After the July 4 holiday, the market looked tired and hungover by Tuesday morning. Oil fell sharply as growth fears continued to build, and the euro collapsed against the dollar as a recession looks like a near certainty in Europe.
Despite the ugly start, we saw some surprising strength in some of the worst sectors. Biotechnology and growth stocks, which have been leading this bear market for months, attracted bargain hunting, and as the day progressed, the buying spread into big-cap technology and a wide variety of other "junk" names.
A good illustration of the sorts of stocks that were finding interest today is Peloton (PTON) , which was at new 12-month lows last week and led the Nasdaq 100 exchange-traded fund (QQQ) with a gain of 13% today.
It is likely that some of the action today is the unwinding of long energy/short biotech and growth, which worked well up until a few weeks ago. The collapse of oil caused that trade to be closed out and gave a nice boost to the biotech indexes and the ARK Innovation ETF (ARKK) .
Some of this action is due to short-covering, and some of it is bargain hunting, but it is tough to chase as it is not based on strong technical patterns. There is likely some "fear of missing out," but there doesn't seem to be much conviction that the market is about to run away to the upside, as we head into earnings season.
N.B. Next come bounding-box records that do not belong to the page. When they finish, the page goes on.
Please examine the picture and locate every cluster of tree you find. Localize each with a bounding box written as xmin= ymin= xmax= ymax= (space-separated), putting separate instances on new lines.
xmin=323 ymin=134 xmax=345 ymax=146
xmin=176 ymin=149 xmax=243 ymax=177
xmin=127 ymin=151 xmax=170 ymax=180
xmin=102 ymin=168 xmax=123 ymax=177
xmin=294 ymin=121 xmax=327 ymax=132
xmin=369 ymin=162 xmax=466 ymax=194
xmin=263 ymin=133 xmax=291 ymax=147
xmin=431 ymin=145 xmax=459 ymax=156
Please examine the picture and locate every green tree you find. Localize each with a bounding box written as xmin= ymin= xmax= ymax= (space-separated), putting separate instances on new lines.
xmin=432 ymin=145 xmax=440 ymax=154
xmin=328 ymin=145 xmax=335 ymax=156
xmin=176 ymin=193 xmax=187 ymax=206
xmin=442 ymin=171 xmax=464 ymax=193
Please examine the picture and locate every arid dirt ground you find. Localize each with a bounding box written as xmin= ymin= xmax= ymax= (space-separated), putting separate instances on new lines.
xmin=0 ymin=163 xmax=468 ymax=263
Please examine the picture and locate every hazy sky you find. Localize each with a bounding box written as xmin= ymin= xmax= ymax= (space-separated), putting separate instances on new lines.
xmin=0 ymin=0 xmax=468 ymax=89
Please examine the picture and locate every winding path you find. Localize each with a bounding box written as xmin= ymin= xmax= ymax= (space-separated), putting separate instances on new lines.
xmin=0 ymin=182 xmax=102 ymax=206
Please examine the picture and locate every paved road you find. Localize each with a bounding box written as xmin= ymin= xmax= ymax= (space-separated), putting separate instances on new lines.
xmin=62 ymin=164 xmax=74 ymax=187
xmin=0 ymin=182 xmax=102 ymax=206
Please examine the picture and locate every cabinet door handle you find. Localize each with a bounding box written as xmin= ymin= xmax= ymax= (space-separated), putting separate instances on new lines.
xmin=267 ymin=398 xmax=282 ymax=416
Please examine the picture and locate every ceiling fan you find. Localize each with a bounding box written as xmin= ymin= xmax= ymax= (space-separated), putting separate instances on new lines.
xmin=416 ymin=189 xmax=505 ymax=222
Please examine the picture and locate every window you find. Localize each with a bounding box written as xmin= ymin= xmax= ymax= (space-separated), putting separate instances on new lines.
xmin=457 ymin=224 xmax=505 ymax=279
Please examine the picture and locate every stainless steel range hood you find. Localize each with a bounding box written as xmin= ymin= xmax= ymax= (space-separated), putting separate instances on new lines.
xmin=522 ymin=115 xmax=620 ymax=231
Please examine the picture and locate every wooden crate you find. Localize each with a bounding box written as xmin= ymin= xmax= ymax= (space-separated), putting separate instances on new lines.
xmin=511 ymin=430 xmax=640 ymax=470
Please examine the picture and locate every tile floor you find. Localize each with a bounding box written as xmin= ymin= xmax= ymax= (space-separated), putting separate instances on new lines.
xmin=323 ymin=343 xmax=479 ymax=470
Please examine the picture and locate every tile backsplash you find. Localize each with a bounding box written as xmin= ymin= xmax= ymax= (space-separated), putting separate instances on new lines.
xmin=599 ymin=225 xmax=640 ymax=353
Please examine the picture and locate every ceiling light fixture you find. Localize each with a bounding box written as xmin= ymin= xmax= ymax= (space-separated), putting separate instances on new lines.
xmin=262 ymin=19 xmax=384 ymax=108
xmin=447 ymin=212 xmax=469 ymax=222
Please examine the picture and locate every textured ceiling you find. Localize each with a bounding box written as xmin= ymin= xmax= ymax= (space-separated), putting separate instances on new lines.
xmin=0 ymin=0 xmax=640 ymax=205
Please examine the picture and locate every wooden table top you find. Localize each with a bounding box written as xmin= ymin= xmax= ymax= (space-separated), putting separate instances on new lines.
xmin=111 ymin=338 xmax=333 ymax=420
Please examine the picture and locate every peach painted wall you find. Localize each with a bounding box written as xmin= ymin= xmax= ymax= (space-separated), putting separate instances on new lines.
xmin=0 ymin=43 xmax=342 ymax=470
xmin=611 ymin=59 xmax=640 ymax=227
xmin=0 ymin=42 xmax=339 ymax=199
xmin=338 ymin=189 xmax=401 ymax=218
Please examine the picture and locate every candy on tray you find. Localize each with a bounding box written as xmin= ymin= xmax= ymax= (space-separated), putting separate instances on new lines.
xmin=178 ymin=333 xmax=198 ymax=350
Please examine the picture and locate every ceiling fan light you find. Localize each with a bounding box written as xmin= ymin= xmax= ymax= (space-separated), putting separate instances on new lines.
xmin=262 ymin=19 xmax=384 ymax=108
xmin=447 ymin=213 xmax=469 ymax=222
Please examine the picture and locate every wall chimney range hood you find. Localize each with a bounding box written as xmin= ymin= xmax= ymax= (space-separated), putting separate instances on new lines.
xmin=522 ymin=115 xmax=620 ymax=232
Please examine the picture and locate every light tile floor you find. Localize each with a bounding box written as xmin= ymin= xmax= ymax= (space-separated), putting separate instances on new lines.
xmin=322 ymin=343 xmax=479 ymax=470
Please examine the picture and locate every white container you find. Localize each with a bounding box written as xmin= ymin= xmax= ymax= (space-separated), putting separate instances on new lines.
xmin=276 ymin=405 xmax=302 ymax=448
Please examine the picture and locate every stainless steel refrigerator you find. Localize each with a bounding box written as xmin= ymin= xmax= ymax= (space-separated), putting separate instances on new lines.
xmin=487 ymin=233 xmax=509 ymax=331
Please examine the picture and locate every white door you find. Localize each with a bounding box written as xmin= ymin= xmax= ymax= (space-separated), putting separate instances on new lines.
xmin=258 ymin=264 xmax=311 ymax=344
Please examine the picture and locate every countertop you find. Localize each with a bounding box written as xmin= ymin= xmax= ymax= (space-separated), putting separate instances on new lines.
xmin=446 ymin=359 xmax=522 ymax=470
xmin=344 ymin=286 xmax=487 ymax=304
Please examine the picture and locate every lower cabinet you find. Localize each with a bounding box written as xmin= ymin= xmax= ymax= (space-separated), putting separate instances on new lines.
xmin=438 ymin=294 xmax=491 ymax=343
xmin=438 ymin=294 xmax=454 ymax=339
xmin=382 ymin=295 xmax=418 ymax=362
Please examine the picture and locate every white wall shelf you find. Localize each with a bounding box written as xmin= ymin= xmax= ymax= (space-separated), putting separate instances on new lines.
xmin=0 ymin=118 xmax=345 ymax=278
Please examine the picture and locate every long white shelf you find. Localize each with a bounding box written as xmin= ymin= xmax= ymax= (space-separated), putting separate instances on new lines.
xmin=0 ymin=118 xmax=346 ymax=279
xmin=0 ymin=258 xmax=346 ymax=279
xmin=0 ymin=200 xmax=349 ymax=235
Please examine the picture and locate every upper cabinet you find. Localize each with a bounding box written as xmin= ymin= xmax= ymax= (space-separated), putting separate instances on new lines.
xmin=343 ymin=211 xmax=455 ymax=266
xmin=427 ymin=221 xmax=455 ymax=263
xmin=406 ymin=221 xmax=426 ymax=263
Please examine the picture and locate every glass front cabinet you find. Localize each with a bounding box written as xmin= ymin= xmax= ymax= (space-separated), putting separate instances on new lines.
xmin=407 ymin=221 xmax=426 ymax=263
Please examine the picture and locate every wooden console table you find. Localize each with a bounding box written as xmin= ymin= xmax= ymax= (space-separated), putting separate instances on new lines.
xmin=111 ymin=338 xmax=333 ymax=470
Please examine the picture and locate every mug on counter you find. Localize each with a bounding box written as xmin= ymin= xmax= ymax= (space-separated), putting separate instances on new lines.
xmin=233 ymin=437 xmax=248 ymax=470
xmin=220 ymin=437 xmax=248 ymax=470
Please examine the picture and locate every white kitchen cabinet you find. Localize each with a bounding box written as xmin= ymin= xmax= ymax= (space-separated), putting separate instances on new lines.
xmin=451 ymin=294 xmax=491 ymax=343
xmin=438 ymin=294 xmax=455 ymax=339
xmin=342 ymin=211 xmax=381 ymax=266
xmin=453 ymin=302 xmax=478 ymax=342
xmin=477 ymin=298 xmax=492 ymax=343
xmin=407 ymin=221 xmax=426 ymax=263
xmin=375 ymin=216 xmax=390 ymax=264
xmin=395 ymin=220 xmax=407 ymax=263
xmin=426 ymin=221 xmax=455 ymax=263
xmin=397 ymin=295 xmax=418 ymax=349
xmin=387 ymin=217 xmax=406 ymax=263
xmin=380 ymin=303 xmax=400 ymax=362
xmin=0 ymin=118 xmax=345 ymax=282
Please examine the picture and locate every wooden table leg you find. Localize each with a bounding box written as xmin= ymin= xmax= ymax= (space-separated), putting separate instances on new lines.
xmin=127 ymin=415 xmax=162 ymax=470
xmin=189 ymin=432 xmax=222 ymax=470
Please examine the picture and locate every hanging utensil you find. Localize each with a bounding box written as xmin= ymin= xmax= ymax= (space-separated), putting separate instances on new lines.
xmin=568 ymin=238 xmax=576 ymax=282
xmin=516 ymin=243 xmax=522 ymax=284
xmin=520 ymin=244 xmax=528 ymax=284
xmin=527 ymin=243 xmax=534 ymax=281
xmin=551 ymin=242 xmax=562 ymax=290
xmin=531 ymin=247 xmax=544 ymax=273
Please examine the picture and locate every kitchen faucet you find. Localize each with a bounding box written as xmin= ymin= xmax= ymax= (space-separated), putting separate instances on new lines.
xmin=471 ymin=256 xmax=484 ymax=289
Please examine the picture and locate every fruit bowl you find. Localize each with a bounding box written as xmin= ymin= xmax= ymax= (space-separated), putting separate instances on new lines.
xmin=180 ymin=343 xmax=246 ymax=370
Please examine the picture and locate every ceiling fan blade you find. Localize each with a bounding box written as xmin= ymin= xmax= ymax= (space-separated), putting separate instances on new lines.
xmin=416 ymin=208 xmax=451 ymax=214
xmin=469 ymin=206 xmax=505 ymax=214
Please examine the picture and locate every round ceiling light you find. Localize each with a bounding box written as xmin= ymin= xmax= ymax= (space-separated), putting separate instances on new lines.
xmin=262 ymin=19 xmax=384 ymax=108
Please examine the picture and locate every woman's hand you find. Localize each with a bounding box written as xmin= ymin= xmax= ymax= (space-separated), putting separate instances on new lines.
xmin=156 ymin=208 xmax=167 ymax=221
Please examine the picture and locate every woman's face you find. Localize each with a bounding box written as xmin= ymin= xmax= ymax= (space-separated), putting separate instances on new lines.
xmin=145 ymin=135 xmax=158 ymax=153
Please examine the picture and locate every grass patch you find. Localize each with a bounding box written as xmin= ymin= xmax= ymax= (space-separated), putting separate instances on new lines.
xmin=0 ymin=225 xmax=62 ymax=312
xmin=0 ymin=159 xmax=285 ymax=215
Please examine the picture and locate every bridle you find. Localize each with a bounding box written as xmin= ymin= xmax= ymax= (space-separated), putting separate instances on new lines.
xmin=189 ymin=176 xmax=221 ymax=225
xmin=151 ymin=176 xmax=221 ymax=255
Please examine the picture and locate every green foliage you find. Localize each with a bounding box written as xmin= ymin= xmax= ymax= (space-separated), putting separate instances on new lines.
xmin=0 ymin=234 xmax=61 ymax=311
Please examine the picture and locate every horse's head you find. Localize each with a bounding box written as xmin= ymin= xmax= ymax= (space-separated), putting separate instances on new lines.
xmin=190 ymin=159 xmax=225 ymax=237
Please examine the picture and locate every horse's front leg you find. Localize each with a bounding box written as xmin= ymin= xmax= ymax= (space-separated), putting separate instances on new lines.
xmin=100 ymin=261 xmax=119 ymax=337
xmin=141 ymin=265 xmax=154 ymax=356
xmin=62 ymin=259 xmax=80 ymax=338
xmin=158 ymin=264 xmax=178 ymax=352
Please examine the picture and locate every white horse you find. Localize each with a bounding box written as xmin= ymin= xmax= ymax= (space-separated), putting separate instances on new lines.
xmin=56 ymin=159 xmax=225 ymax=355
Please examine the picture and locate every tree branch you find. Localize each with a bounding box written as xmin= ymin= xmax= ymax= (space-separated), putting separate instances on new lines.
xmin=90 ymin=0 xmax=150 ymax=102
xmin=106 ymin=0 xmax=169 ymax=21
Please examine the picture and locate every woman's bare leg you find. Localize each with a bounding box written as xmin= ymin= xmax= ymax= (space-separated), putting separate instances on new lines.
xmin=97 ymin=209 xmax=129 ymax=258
The great difficulty that this market has been struggling with is trying to discount all the economic uncertainty. We are now transitioning away from inflation worries and into greater concern about economic slowing. The market seems to have less fear of recession than inflation, but there are many pundits who think that earning's expectations are still too high.
Have a good evening. I'll see you tomorrow.